A rare visitor to the UK, the mauve stinger jellyfish is generally found in the Atlantic Ocean and Mediterranean. For this reason when it is found around the UK and Ireland it is most likely to turn up on the western coasts. The mauve stinger, however, does seem to be becoming more common in British and Irish waters, possible as a result of global warming. As the name implies the colour is usually mauve, pinkish or purple and bioluminescent light can be produced by this species. They feed on small mid-water creatures such as crustaceans as well as plankton. The mauve stinger contains powerful stinging cells on its tentacles and can be a considerable problem for bathers in areas where it is common.
2007 Fish Farm Attack
In 2007 a huge amount of mauve stinger jellyfish caused the destruction of the entire fish stock of an open-sea fish farm in Northern Ireland. A huge swarm mauve stingers overwhelmed the farm, with experts estimating that there may have been billions of individual jellyfish covering an area of sea over ten square miles in area and 35ft deep. Staff attempted to rescue the fish but could not get their boats through the mass of jellyfish.
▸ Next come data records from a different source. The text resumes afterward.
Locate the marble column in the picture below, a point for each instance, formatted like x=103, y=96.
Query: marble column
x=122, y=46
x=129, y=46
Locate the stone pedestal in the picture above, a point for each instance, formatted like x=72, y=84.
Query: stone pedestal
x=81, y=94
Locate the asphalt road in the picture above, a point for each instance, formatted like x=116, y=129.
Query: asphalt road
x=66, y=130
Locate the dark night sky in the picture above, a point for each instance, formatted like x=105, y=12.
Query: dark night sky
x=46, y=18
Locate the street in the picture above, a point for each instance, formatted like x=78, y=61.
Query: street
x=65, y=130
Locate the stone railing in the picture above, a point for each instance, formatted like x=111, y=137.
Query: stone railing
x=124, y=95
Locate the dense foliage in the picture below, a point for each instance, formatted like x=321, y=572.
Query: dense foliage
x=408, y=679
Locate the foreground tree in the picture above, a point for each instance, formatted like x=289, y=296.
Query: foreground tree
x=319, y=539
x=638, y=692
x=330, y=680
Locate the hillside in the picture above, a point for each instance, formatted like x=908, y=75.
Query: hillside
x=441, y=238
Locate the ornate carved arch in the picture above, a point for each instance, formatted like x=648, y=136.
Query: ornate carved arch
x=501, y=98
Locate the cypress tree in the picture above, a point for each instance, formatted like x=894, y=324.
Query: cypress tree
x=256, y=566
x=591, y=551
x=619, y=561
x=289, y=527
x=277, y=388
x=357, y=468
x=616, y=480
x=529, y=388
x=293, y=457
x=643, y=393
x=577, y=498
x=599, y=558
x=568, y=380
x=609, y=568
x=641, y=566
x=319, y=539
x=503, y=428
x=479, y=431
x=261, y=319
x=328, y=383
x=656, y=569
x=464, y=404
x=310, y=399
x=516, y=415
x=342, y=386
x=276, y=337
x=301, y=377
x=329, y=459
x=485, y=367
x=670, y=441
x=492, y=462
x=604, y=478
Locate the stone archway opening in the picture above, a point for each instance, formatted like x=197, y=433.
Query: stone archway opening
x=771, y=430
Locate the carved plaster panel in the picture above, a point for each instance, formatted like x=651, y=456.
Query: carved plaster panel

Eventually, the fish farm’s entire stock of 100,000 salmon had been killed by either the stinging tentacles of the jellyfish or by becoming deprived of oxygen in the jellyfish-inundated waters. In other areas such as the Mediterranean rocketing numbers of mauve stingers have caused problems with areas which rely on tourism, as huge volumes of jellyfish close to the shore prevent people from going into the water.